ボクの瞳に映る一億の友達



 ━━ バァァーン ━━


「!!」

扉が勢いよく開いた!

廃墟のカビ臭い空気が掻き回され、生ぬるい外気と混ざり合う。
むせ返るボクらに近付く靴音は、酷く冷たかった。




― ミツケタゾ シュウマツノツバサ ―



「……ぁ………」

息が出来ない。
声も出ない。

身動きも取れないまま、ただ男の濁った瞳に飲み込まれる。

「ち、ちょっと!アナタさっきから何なんですか!?ひとの事追い回して!」

エマは男との間に入り、食いつく様に挑みかかった。

「これ以上纏わり付くと人を呼びますよ!それがイヤなら…」

― ジャマダ コムスメ ―

「キャッ!」

「エマァッ!!」

衝撃は、目に見えない力で彼女を壁に叩き付けた!ぐったりと倒れるエマに、男は残忍な笑みを浮かべ近寄る。



コ ロ サ レ ル


動かなかった足がウソの様に…風に溶けた様に素早く男に近付き、渾身の力で押さえ込む。

― エマに触るな! ―

男は驚きと歓喜の表情でボクを見た。そしてもうエマへの興味も失せていた。


― オオ、ヤハリオマエハ ワレラノモトメルツバサ ―


強い力がボクを拘束したのが分かった。

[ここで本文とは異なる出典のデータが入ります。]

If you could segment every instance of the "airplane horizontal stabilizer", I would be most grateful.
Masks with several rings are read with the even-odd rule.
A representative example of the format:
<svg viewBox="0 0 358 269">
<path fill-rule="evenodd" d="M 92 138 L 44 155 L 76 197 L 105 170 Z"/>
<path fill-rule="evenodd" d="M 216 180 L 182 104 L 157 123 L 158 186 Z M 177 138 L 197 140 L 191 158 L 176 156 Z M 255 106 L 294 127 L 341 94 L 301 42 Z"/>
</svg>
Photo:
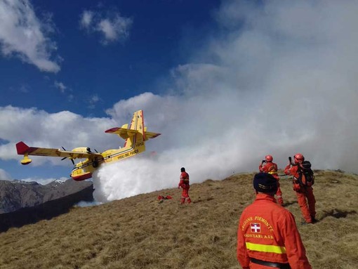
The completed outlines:
<svg viewBox="0 0 358 269">
<path fill-rule="evenodd" d="M 152 133 L 152 132 L 145 132 L 145 140 L 148 140 L 150 138 L 156 138 L 157 136 L 160 136 L 161 133 Z"/>
</svg>

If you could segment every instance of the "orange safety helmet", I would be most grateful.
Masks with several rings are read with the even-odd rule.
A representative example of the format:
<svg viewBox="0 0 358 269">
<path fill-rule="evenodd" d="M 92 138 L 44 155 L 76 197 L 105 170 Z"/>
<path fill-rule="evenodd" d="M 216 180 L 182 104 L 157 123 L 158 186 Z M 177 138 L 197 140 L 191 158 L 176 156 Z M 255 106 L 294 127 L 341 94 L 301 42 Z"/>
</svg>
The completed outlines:
<svg viewBox="0 0 358 269">
<path fill-rule="evenodd" d="M 265 156 L 265 159 L 266 160 L 266 162 L 272 162 L 274 157 L 272 157 L 272 155 L 266 155 Z"/>
<path fill-rule="evenodd" d="M 293 157 L 295 158 L 295 163 L 296 164 L 298 162 L 303 162 L 305 160 L 305 157 L 300 153 L 296 154 L 295 156 L 293 156 Z"/>
</svg>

男の爪が腕に食い込み、同時に風の檻が何重にもボク達を巻いている。

逃げ切れない。

けれどこの手を放す気は無かった。エマを無事に帰すまでは。

背中が…焼ける様に熱い。

「ア、アリア…」

エマが目を覚ました。恐怖に顔を強張らせている。


大丈夫だよ、ボクが守るから…。